The Hidden Instability Inside AI Safety Labels
Safety datasets used to train AI models to avoid harm contain a hidden instability: the labels depend on who does the annotating. A new paper from Apple researchers shows what that looks like in practice, and the numbers are not small.
The work, posted to arXiv on May 6, 2026 and accepted at FAccT 2026 in Montreal, introduces Annotator Policy Models (APMs) — interpretable models that reverse-engineer each annotator's internal safety rulebook from their labeling behavior. Instead of asking annotators to explain their decisions, which is costly and unreliable, the researchers train a lightweight model to predict what an annotator will flag by looking at which safety-relevant concepts appear in a given text. APMs achieve over 80 percent accuracy modeling individual annotator behavior across multiple LLM families, including GPT-4o and the Qwen3 series, and generalize across datasets without significant performance loss.
The researchers measured annotation disagreement on BeaverTails, a widely-used safety dataset created by PKU-Alignment at Peking University containing 333,963 question-answer pairs across 14 harm categories. Across five different LLM annotators, 10 to 20 percent of samples received conflicting safety labels from every pair of annotators — a structural feature of how safety annotation works, not a noise floor. To be concrete: based on measured LLM annotator disagreement rates extrapolated to human annotators, if BeaverTails were relabeled with a different pool of human annotators, between 3,000 and 6,000 labels could change. That is roughly 1 to 2 percent of the entire dataset. For a resource that shapes how companies train and evaluate safety-critical models, that is not a rounding error.
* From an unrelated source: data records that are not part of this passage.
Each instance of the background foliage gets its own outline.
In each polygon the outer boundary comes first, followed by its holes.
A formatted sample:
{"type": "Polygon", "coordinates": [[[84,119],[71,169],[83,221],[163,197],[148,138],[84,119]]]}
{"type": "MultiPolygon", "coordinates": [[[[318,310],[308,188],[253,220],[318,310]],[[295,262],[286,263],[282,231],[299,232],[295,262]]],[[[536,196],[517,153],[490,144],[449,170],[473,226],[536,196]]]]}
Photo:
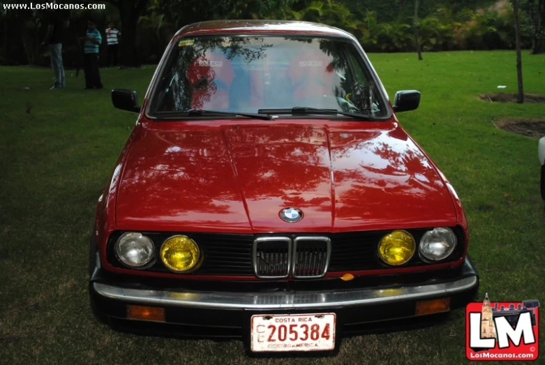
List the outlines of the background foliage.
{"type": "MultiPolygon", "coordinates": [[[[543,1],[521,0],[524,48],[534,45],[537,1],[543,1]]],[[[84,33],[89,17],[103,34],[110,21],[121,30],[121,61],[128,66],[157,62],[172,34],[184,25],[218,19],[325,23],[354,34],[367,52],[411,52],[415,49],[414,4],[414,0],[109,0],[105,10],[60,13],[66,27],[64,59],[68,67],[81,63],[77,37],[84,33]]],[[[0,64],[47,65],[48,48],[40,43],[49,15],[44,10],[0,11],[0,64]]],[[[514,14],[507,0],[421,0],[419,14],[423,51],[514,48],[514,14]]],[[[103,44],[104,56],[105,48],[103,44]]]]}

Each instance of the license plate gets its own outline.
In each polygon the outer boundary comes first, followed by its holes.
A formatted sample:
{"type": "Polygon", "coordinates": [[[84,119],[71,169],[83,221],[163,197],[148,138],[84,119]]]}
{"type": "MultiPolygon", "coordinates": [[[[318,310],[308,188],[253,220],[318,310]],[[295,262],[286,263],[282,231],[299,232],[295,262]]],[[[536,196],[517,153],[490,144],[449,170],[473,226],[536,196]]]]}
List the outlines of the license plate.
{"type": "Polygon", "coordinates": [[[334,350],[336,320],[335,313],[252,315],[251,350],[334,350]]]}

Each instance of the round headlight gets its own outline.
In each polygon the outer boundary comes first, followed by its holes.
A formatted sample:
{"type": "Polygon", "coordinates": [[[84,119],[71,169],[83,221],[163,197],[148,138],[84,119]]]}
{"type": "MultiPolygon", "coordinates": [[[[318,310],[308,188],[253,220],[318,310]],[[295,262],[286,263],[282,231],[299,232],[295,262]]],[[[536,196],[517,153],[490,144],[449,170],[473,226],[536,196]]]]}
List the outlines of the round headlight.
{"type": "Polygon", "coordinates": [[[450,228],[434,228],[424,234],[418,249],[424,258],[439,261],[452,253],[456,241],[456,235],[450,228]]]}
{"type": "Polygon", "coordinates": [[[115,243],[115,253],[124,265],[133,268],[146,266],[153,259],[155,245],[142,233],[124,233],[115,243]]]}
{"type": "Polygon", "coordinates": [[[401,265],[415,254],[415,239],[408,232],[395,230],[384,236],[378,244],[379,257],[389,265],[401,265]]]}
{"type": "Polygon", "coordinates": [[[187,236],[173,236],[161,246],[160,258],[168,269],[186,272],[202,262],[202,255],[195,241],[187,236]]]}

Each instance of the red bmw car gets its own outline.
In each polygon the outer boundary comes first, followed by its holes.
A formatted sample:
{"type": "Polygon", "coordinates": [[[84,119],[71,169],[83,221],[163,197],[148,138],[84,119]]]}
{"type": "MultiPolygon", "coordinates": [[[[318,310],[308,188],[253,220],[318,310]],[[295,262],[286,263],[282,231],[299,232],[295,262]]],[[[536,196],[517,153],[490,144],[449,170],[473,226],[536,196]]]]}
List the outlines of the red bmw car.
{"type": "Polygon", "coordinates": [[[474,297],[460,200],[396,117],[420,94],[392,105],[350,34],[188,25],[142,106],[112,98],[138,113],[90,248],[92,307],[115,326],[329,351],[474,297]]]}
Annotator disagreement has three distinct sources, and each calls for a different response. Operational failures occur when annotators misunderstand the task. Policy ambiguity occurs when the safety guidelines are genuinely unclear. Value pluralism occurs when annotators have different underlying values and there is no single right answer. Current practice resolves disagreement through majority vote, which conflates all three. APMs separate them.
To build the models, the researchers first constructed a concept space from BeaverTails data by prompting GPT-4o to list every phrase in each text relevant to safety, then clustering and deduplicating. After pruning, they arrived at 483 safety-relevant concepts: mentions of weapons, drug references, explicit language, and hundreds of others. For each annotator, they trained one of two simple interpretable models over this concept space. Non-Negative Logistic Regression (NNLR) restricts all weights to be non-negative, so a label of unsafe can only be triggered by the presence of safety-relevant features. Disjunctive Normal Form (DNF) learns boolean rules in ORs-of-ANDs form. Both produce human-readable policy statements — rules that say what makes text unsafe.
The researchers also applied APMs to the DICES dataset, which includes demographic attributes for annotators, and found that APMs can identify systematic differences in how different demographic groups prioritize safety concerns. This is the politically sensitive application. Safety annotation is often treated as a technical filtering problem. The researchers are suggesting it is also a values problem: different annotators bring different normative commitments to the task, and those commitments shape what they see as safe or unsafe. APMs make those commitments legible in a way that majority vote obscures.
The authors — Alex Oesterling, Donghao Ren, Yannick Assogba, Dominik Moritz, Sunnie S.Y. Kim, Leon Gatys, and Fred Hohman — are all affiliated with Apple ML research. Apple has been building its AI safety and interpretability research profile quietly but consistently; this work sits at the intersection of interpretability tools and data quality for safety-critical systems.
The paper does not claim APMs solve annotation disagreement. They do not. What they do is make the disagreement legible in a way that lets teams target their responses. If an APM shows an annotator consistently treating weapon-related content as safe when it should be unsafe, that is an operational failure requiring retraining. If annotators systematically disagree on whether quoting offensive language for educational purposes violates policy, that is policy ambiguity requiring guideline revision. If demographic groups have genuinely different safety priorities and the task is to reflect those differences rather than resolve them, APMs can surface that too. Majority vote conflates all three. APMs separate them.
The practical implication for AI companies is direct: any safety posture depends partly on which annotators they happened to hire. That is a known problem in the field. This paper puts a number on it.